Over the weekend, two highly anticipated films which will forever be relegated to the "Cult Classics" section of your local DVD store:
Clerks II and
Snakes on a Plane.
Let's start with the last first.
Snakes on a Plane, as I hardly need to inform the internets, has been hyped to hell. I doubt if any other film has ever had so many superlatives lobbed at it, let alone before its unveiling. But it's here now. And on Sunday evening, several friends and I sat alone in a theater in Provo (which is likely the ideal viewing circumstance for this film).
It's apparent that Samuel L. Jackson really enjoys acting in movies. I'm glad of it, because he's damn good at it. And he made this one actually watchable. From his very first line to the very end, everything Jackson said was gold. However, it'd be wrong to call it a good movie. There were some campy laughs to be had (especially in the exposition, which is hypercliché), but there was a lot of action movie bullshit in between to drudge through. And there's a lot. I was actually surprised at the amount of carnage in this film. At times it felt more like a zombie gorefest than a campy thriller, at one point prompting one of my friends to jokingly remark "Quick, kill her, before she becomes a snake!"

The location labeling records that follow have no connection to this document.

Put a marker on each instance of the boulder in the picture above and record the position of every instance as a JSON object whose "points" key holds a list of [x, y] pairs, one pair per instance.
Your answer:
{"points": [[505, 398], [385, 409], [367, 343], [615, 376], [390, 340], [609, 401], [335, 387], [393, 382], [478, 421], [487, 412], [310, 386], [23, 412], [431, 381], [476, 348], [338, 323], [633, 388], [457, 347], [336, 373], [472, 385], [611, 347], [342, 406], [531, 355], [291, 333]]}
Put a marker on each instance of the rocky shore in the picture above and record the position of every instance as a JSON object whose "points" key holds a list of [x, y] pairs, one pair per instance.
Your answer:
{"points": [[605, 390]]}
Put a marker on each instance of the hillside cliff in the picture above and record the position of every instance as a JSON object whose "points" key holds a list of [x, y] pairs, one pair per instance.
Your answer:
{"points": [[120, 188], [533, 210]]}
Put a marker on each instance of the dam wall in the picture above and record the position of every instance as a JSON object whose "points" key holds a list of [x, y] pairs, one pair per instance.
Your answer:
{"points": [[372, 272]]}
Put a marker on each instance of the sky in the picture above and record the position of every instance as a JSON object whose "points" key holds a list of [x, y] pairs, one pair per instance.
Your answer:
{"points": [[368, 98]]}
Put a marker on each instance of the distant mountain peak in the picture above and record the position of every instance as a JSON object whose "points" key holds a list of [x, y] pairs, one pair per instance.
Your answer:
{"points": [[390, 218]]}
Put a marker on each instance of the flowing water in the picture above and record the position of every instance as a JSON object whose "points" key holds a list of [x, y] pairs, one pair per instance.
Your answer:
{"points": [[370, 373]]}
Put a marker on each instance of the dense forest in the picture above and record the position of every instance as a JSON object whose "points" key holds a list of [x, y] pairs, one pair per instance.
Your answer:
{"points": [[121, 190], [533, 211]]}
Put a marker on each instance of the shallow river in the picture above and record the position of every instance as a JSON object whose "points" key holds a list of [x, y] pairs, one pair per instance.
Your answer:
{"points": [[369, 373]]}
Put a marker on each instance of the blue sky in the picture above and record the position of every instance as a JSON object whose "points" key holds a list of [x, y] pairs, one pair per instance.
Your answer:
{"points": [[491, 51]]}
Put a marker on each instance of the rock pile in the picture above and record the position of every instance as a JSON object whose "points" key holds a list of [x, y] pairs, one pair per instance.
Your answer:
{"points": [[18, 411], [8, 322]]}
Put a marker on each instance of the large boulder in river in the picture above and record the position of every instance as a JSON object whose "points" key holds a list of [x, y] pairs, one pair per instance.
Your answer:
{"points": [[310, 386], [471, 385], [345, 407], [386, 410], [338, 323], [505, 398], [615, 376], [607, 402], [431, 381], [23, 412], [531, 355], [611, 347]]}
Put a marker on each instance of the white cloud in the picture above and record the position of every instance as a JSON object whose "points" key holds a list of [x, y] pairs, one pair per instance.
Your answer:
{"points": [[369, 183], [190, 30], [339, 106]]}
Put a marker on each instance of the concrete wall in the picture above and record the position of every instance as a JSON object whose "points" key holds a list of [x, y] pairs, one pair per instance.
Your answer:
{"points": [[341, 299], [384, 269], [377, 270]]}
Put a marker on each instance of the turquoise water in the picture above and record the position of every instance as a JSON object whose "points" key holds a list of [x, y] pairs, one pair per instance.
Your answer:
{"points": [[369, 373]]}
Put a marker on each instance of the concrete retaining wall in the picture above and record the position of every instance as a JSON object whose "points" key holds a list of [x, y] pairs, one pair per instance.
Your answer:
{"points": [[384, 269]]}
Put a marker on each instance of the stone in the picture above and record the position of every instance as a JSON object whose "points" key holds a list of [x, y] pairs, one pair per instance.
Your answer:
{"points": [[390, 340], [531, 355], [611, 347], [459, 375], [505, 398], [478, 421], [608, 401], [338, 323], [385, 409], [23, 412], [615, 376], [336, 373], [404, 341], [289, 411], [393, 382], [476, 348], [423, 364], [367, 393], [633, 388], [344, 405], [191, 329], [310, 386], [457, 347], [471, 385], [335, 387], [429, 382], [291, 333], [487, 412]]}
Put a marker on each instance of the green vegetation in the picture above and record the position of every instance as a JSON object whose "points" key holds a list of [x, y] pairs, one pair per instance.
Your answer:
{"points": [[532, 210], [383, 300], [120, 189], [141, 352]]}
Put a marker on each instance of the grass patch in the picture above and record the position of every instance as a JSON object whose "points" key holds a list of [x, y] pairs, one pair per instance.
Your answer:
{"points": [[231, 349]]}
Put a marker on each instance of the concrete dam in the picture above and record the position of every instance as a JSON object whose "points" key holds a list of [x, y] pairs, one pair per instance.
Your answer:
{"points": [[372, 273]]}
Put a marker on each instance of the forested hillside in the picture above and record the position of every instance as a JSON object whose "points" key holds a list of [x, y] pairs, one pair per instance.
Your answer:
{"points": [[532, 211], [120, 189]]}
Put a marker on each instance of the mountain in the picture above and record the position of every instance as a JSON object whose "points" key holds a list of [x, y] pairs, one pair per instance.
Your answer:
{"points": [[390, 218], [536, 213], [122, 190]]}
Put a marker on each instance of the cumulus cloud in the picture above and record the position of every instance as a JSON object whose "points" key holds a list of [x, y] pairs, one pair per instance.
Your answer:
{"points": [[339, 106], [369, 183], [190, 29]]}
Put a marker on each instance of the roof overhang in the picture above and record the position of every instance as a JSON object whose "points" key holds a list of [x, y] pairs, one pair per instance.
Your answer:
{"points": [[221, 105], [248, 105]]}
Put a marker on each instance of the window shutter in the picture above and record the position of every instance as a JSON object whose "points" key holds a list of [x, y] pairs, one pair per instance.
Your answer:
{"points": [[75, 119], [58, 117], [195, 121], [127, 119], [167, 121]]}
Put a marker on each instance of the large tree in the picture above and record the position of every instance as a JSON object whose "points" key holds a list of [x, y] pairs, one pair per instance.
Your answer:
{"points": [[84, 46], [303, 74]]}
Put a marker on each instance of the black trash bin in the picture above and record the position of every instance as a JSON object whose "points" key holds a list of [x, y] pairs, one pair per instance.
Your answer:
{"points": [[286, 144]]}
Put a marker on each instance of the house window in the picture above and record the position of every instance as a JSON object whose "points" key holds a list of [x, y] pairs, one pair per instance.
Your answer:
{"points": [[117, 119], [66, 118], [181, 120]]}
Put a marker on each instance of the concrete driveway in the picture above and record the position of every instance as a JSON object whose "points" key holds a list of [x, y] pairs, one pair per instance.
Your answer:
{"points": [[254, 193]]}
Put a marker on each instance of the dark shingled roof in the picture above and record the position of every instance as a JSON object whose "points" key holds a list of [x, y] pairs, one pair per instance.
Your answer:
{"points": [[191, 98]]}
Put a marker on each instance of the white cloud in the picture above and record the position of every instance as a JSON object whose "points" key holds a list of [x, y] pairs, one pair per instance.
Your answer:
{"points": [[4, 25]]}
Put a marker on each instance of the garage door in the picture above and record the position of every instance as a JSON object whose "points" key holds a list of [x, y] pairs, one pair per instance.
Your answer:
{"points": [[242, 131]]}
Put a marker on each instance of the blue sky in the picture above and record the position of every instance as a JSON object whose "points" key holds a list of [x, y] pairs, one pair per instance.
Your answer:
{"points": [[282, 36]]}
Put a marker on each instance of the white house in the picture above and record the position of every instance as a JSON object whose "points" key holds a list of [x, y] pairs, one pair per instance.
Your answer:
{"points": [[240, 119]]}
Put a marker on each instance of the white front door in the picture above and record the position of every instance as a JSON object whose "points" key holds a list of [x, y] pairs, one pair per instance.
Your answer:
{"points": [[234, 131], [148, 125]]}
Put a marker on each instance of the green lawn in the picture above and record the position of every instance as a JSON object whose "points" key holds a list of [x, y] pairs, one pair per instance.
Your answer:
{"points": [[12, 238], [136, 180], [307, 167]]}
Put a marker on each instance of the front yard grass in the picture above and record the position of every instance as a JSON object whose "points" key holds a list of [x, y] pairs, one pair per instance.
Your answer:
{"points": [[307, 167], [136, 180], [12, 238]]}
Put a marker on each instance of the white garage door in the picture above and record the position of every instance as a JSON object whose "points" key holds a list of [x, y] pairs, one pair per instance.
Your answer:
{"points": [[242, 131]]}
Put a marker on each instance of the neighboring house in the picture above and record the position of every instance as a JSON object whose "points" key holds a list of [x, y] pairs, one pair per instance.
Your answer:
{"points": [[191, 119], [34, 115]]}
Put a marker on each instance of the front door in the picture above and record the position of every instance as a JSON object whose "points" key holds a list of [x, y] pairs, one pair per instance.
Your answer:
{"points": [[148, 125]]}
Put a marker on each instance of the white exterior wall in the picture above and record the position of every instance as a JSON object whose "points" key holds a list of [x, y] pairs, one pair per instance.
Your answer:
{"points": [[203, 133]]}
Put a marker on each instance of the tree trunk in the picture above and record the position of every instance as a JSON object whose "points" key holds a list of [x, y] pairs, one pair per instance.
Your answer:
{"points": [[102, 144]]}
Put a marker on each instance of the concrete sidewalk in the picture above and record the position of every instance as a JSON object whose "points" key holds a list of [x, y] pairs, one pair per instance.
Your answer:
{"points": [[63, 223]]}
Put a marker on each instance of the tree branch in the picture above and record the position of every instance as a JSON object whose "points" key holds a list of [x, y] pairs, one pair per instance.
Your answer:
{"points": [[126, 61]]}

Oh, and just in case you miss them, there are snakes on the plane.

Now, onto
Clerks II.
I like Kevin Smith. He isn't the most visually inspiring director, but his dialogue is generally fantastic. The original
Clerks film is among my favorite comedies, largely because, with its extremely limited budget, Smith was forced to play to his strengths - characters and dialogue.
Clerks II is his best film in the twelve years since
Clerks. Returning us to the world of Dante Hicks and Randall Graves provides us with the same sort of limited canvas he was working with in 1994.
Not to say the film doesn't have its missteps. The character of Dante's fiancée, Emma, is obviously not meant for him. Kevin Smith will not allow us to fail to catch onto this. Subtlety isn't Smith's strongest suit. From the moment she appears on the screen, she's obnoxious. Perhaps this is a more general gripe about film that I'm taking out on this movie, but I wish characters like these weren't simply used as pawns. Allow us to feel a degree of pain for Emma when the inevitable happens. Make us a little conflicted.
Overall, though, the film succeeds. If I were the sort who assigned film ratings, this would be a three-and-a-half out of four stars film. It delivers much of what made the first
Clerks great: dialogue. Dialogue in which one character's perceptions of the world and directly challenged by those of another, in which we witness a clash of two realities fighting for a claim to normalcy. It's a recurring theme in Smith's films, and one that I love to see explored.
Also, the movie's funny as hell. No fart jokes, even.
And a word needs to be said about Rosario Dawson. Not only was she her acting spectacular, but she was incredibly sexy. Seriously.